My fellow daytime scholar had mercy on me and Campus security brought me back to the laughably named “guard shack” (which was really just an outpost to stop people from skipping chapel) where I called my friend (who was in ROTC, and not thrilled to have been woken up at midnight the night before drills) to pick me up because, as I communicate in my most stilted / sketchy voice, “my car isn’t, ummmm, starting (wink wink)”. Being an astute young lady (and being a street-smart Jersey girl didn’t hurt either), she arrived in record time to collect me before the thumb screws and water boarding began. I held my breath as we exited campus over the bridge, and I promised myself never, never, never again to act like a kook (some promises are reallllllly hard to keep), and especially not over some guy (even if he IS a singing, guitar-playing athlete with the soul of a poet…I mean seriously…guys like that are like college-girl catnip). My friend read me the riot act like only a girl from Jersey can, and in the end just shook her head. I think she knew this wouldn’t be my last dust-up with bad choices and “I Love Lucy” worthy capers.

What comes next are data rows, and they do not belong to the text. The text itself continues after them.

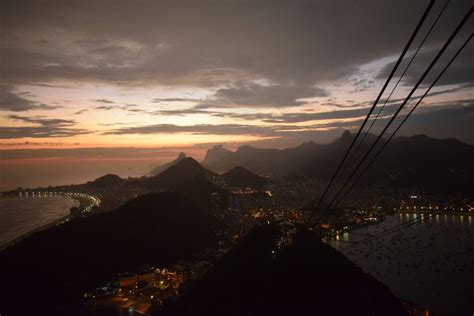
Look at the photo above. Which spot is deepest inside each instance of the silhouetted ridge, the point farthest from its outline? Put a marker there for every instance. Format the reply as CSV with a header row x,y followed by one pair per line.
x,y
165,166
243,178
306,278
216,153
434,166
107,180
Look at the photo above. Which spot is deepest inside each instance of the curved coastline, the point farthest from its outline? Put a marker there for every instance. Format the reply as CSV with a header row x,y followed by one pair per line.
x,y
58,221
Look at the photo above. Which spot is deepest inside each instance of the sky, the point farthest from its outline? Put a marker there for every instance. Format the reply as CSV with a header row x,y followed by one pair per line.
x,y
189,74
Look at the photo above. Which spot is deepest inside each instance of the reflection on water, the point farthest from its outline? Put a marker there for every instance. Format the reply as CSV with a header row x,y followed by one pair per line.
x,y
430,263
22,215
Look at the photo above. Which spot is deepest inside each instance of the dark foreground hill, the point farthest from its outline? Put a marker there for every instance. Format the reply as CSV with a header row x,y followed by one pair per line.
x,y
47,273
240,177
159,169
186,176
307,278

As the next day of classes dawned, I resolved to do better and be better. I would be so scholarly I would make Ben Franklin look like a slouch. I would be steadfast in reaching my goals (which were fuzzy at best and having something to do with teaching; which was unfortunate seeing as I didn’t particularly like kids. And yes, fellow homeschooling moms, the irony is thick). I would see the “dude” in question and give him a freeze so deep he would have to report to the campus clinic for frostbite & possible multiple amputations.
Regrettably, I did not run into said “dude” for several days (one would think this was deliberate), and my indignation cooled. I continued to be uninspired with my choice of future vocation; while conversely, I was unrelentingly challenged and thrilled with every other aspect of “college” life. Not one month later, the object of my...whatever, shared with me that he had found “THE ONE”. He extolled her virtues, lauded her accomplishments and demeanor (I’m gonna go out on a limb and say she wouldn’t have belly crawled away from campus security) and compared her to his mom (does anyone else hear that death knell?). He said (in his most intense "sharing" voice) that he just knew she would be the future Mrs. "Singing, Guitar-Playing, Athlete with the Soul of a Poet”. (true…they married, had a passel of kiddos and are together still.) (Oh and ps.. if I forgot to say it then; as I was in shock and gape-mouthed and paralyzed with mortification, Mazel Tov!!).
This scrape served as a potent reminder to me of the girl I had once been...pre-college me. That girl wouldn’t have crossed the street to see a guy let alone re-enact an episode of “COPS” with campus security hot on her (belly) trail in the snow . It was, mercifully, near the end of my college time and a great catalyst for me to get it together. Shortly thereafter, I returned home & got a real life (much to my parents’ great joy). I still know a few people from that time (thankfully very few) and we can giggle over my youthful antics…all the while all knowing and accepting that there will be more;albeit healthier, not-so-youthful ones to come.